47th annual Kelley Race report

Unlike last time, two years ago, I wore shoes and the 11.5 miles were only 3 minutes faster, 1' 48", 42nd in my age group. I don't think shoes made the big difference. I wear Nike Free 3.0 shoes, which are barely there. There not made for "support" but for flexibility and freedom. I would not have worn shoes if I had decided to start running back in June instead of July. I went out a few times in early July barefoot, but I was going too far too soon. The best way to condition the feet is with patience, 1 mile every other day for a week then adding a mile every week. Instead, I ended up getting too many blisters and too many days off to recover. Eventually, I gave up and put the shoes on with 2 weeks to prepare. I squeezed in a few 4 milers and two 8 mile runs. I asked my wife and another running friend, Kristen, who couldn't run due to sesamoid issues to meet us at the awful 8 mile hill.
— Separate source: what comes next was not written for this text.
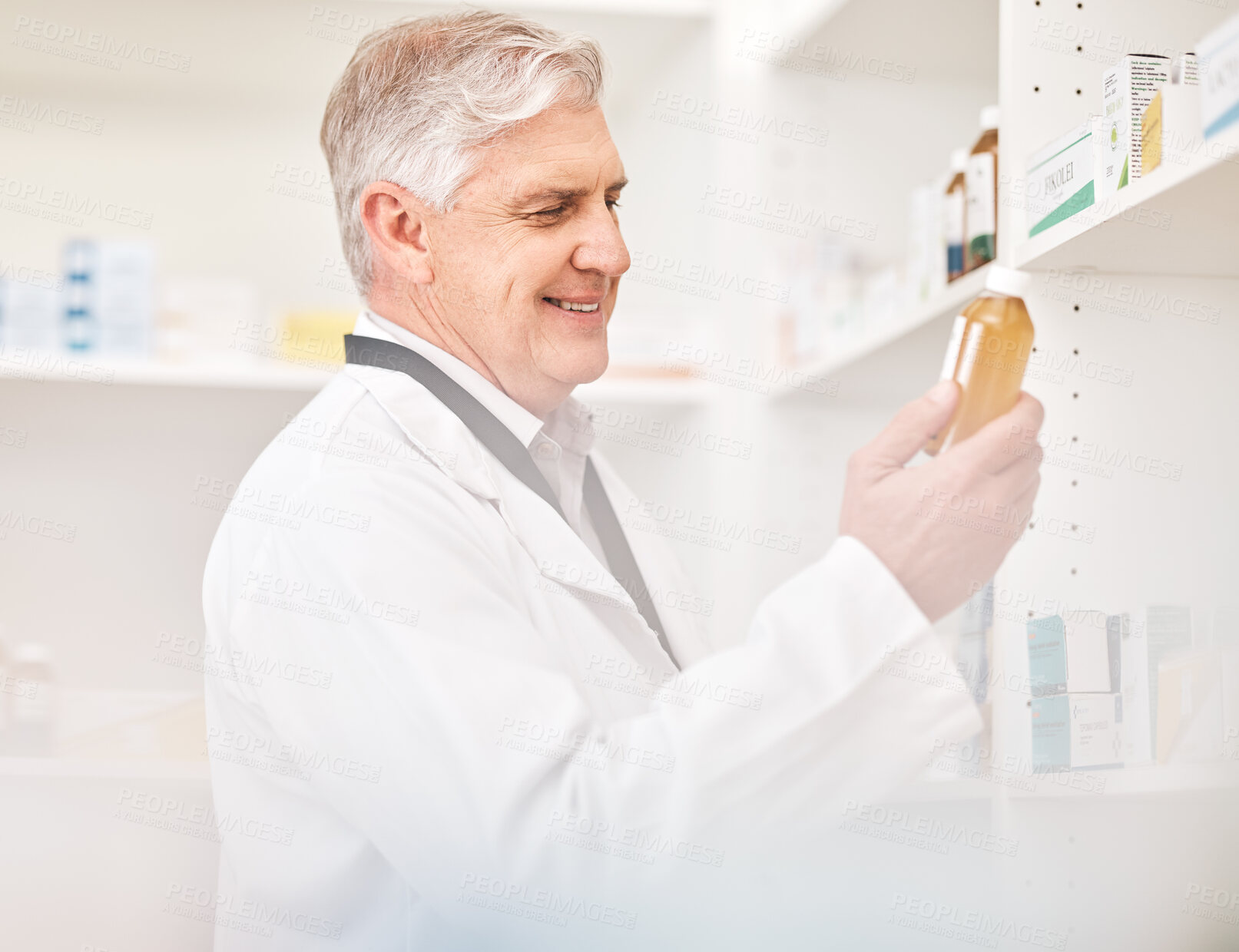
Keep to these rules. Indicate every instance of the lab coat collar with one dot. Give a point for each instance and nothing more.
(559, 554)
They said many of the runners appreciated their location. The day was hot but the humidity was not bad. I was very happy with the water stations that offered gatorade. Every time I drank some I soon felt a little boost. At the end of the race, I was able to pass some and some passed me. I mostly ran alone, but that's fine with me. I'm a little sore, the day after, but overall, I'm good. Now I can resume barefoot conditioning.